E.l.f. Beauty (ELF) faces slowing demand in its core cosmetics business in fiscal 2027, while pricing investments, innovation efforts and higher costs create uncertainty despite continued strength in skin care and rhode expansion, Morgan Stanley said in a note Thursday.
The investment firm said the main e.l.f. cosmetics brand, which makes up about two-thirds of retail sales, has slowed and could be flat to slightly higher in fiscal 2027 based on its estimates. The company plans targeted price cuts and more product launches to improve demand.
However, Morgan Stanley said the benefit remains uncertain and lower prices could weigh on sales.
Skin care remains a stronger part of the business, helped by rhode, Naturium and e.l.f. Skin. Morgan Stanley said rhode's long-term staying power remains unclear in a crowded beauty market.

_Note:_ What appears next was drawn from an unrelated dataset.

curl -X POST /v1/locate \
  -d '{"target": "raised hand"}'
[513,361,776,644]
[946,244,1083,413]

However, the brand still has room to expand through more stores, more countries and new products, including a planned Sephora expansion in Europe in Sept. 2026.
Fiscal Q4 results were better than expected, helped by rhode, while fiscal 2027 guidance was roughly in line with estimates but does not include possible cost pressure or planned pricing moves.
Morgan Stanley kept an equal-weight rating for e.l.f. and cut its price target to $59 from $67, citing weaker near-term demand, slower share gains, pricing risk and higher cost uncertainty.